Pharmaceutical company Biogen Inc. and the University of California Los Angeles (UCLA) are spearheading the project according to the unnamed sources and documents related to the project described by The Wall Street Journal on Tuesday.
Researchers, who have codenamed the effort “Seabreeze” at UCLA and “Pi” at Biogen, are looking to enable multiple Apple products to make the determination, including the company’s watch product and its iPhone, by assessing users with the camera, audio sensors, and their typing motions. “Data that may be used includes analysis of participants’ facial expressions, how they speak, the pace and frequency of their walks, sleep patterns, and heart and respiration rates,” the report specified. “They may also measure the speed of their typing, frequency of their typos and content of what they type, among other data points.”
“If the research finds that any of that data correlates with relevant mental-health conditions, the hope is to turn those signals into an app or feature that could warn people they might be at risk and prompt them to seek care,” the sources said, though they did not specify whether such a feature would be voluntary.
The news is the latest to emerge out of the company’s effort to get more involved in the health industry, an initiative that CEO Tim Cook has pushed since taking over in 2011 following the death of Apple co-founder Steve Jobs.
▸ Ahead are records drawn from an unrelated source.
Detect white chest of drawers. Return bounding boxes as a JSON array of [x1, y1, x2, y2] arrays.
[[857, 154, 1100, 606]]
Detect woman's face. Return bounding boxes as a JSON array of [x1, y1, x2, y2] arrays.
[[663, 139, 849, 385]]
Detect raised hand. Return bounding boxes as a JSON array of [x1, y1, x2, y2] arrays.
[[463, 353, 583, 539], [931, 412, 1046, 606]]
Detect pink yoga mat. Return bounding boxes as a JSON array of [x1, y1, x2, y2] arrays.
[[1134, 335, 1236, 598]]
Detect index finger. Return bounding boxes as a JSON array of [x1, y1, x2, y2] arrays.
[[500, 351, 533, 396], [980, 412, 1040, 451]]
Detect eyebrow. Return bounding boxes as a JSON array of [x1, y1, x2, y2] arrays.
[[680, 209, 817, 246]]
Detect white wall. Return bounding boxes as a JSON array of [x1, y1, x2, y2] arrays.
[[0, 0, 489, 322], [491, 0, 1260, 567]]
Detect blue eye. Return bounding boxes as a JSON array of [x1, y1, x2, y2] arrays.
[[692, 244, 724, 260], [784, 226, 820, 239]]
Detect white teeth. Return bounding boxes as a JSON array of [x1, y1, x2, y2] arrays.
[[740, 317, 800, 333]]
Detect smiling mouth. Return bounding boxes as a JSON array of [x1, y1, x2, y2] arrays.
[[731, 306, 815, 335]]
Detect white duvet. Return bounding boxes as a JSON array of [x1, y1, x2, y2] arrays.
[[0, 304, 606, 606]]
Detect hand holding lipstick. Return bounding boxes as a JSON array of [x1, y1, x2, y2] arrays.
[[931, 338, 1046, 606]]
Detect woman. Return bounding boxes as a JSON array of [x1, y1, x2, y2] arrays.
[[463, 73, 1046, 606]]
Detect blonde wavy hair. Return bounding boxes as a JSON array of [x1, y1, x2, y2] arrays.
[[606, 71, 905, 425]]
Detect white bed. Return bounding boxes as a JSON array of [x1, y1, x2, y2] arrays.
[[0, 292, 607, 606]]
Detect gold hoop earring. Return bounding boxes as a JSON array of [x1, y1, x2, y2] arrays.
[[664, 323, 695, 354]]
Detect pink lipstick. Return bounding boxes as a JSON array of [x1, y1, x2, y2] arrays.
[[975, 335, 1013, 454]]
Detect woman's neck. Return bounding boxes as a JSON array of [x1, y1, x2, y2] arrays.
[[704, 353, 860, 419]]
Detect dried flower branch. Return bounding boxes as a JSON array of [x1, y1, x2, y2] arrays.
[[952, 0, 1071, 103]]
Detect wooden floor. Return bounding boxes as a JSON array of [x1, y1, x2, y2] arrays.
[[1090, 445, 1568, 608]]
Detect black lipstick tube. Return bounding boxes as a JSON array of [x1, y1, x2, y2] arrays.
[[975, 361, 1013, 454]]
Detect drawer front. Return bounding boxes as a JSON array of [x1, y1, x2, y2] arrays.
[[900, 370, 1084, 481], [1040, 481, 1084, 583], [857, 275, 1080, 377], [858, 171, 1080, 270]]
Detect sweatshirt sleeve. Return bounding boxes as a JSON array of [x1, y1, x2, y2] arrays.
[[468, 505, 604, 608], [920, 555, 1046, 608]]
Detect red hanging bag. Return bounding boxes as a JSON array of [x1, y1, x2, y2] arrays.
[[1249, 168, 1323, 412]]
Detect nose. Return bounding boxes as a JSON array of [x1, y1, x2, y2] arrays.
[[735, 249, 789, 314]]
“I believe, if you zoom out into the future, and you look back, and you ask the question, ‘What was Apple’s greatest contribution to mankind?’ it will be about health,” Cook told CNBC’s Jim Cramer in a 2019 interview.
News of the plan comes just weeks after Apple drew headlines for announcing that it would slow down designs to begin scanning its users’ photos for illicit material. The company said in August that it intended to begin scanning photos for child abuse material and alerting law enforcement to positive matches, but after widespread outrage, said this month it had “decided to take additional time over the coming months to collect input and make improvements before releasing these critically important child safety features.”